Damage-induced IL-18 stimulates thymic NK cells limiting endogenous tissue regeneration
- PMID: 40935830
- PMCID: PMC12479347
- DOI: 10.1038/s41590-025-02270-z
Damage-induced IL-18 stimulates thymic NK cells limiting endogenous tissue regeneration
Abstract
Interleukin-18 (IL-18) is an acute-phase proinflammatory molecule crucial for mediating viral clearance by activating T helper 1 CD4+ T cells, cytotoxic CD8+ T cells and natural killer (NK) cells. Here, we show that mature IL-18 is generated in the thymus following numerous distinct forms of tissue damage, all of which cause caspase-1-mediated immunogenic cell death. We report that IL-18-stimulated cytotoxic NK cells limit endogenous thymic regeneration, a critical process that ensures the restoration of immune competence after acute insults such as stress, infection, chemotherapy and radiation. NK cells suppress thymus recovery by aberrantly targeting thymic epithelial cells, which act as the master regulators of organ function and regeneration.
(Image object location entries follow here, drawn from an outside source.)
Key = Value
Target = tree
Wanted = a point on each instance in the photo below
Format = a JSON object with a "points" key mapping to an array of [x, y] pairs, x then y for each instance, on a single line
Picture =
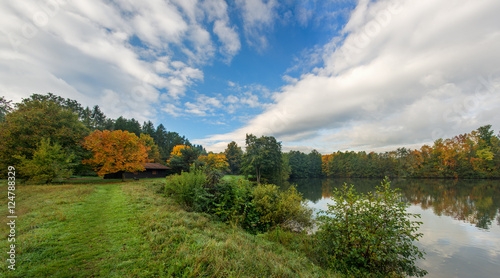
{"points": [[263, 158], [115, 151], [49, 162], [182, 157], [153, 152], [371, 234], [234, 156], [214, 161], [35, 119], [5, 108]]}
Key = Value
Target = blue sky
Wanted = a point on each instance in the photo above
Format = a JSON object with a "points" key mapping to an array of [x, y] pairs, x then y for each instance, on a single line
{"points": [[326, 75]]}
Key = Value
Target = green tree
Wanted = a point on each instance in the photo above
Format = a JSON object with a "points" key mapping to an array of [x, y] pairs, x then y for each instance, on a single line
{"points": [[35, 119], [153, 151], [369, 234], [5, 108], [182, 158], [314, 158], [49, 162], [234, 155], [263, 158]]}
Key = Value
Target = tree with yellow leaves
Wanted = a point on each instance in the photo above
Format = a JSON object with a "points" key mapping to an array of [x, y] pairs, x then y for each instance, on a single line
{"points": [[115, 151], [215, 161], [182, 157]]}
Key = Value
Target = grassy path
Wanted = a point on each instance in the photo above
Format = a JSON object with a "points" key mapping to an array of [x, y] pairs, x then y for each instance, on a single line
{"points": [[127, 230], [96, 236]]}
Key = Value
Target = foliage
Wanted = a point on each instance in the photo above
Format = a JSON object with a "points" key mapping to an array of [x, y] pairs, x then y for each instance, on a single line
{"points": [[304, 165], [115, 151], [471, 155], [234, 156], [153, 152], [232, 202], [214, 162], [281, 208], [126, 230], [187, 189], [263, 158], [369, 234], [238, 202], [34, 120], [5, 108], [182, 158], [49, 162]]}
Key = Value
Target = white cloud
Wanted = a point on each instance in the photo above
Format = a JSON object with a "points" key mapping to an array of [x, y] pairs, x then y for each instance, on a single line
{"points": [[94, 51], [229, 38], [407, 72], [258, 17], [203, 105]]}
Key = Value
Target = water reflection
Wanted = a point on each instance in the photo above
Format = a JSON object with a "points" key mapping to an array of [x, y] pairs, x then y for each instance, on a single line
{"points": [[461, 220], [473, 201]]}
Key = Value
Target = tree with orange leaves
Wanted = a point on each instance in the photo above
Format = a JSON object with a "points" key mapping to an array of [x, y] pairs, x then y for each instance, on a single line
{"points": [[215, 161], [115, 151]]}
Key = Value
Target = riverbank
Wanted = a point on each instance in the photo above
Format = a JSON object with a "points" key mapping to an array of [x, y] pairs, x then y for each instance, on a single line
{"points": [[125, 229]]}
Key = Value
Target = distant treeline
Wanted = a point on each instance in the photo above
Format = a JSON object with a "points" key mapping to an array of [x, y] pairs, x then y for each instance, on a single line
{"points": [[471, 155], [65, 122]]}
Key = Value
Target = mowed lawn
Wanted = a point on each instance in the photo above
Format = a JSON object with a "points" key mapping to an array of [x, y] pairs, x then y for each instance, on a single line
{"points": [[125, 229]]}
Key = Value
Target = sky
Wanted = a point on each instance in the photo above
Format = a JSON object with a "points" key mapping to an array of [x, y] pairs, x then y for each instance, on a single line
{"points": [[325, 75]]}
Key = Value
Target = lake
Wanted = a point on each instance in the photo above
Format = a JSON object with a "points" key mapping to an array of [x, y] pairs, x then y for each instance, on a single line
{"points": [[461, 220]]}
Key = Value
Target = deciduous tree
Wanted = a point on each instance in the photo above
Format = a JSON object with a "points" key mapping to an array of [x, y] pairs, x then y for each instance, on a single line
{"points": [[115, 151], [49, 162], [234, 156]]}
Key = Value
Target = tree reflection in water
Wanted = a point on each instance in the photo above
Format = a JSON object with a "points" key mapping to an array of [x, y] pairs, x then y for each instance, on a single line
{"points": [[473, 201]]}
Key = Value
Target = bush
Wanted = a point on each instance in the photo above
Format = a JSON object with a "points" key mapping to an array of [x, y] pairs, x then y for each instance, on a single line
{"points": [[371, 234], [187, 188], [232, 202], [256, 209], [281, 208]]}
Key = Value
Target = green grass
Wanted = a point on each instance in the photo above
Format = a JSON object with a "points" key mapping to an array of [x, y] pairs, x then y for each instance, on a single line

Together, our data reveal a new pathway regulating tissue regeneration in the thymus and suggest IL-18 as a potential therapeutic target to boost thymic function. Moreover, given the enthusiasm for IL-18 as a cancer immunotherapy due to its capacity to elicit a type 1 immune response, these findings also offer insight into potential off-target effects.
© 2025. The Author(s).
Conflict of interest statement
Competing interests: J.A.D. and M.R.M.v.d.B. are founders of and receive stock options from Thymofox and Thymogenesis, and both receive royalties from Wolters Kluwer. The other authors declare no competing interests.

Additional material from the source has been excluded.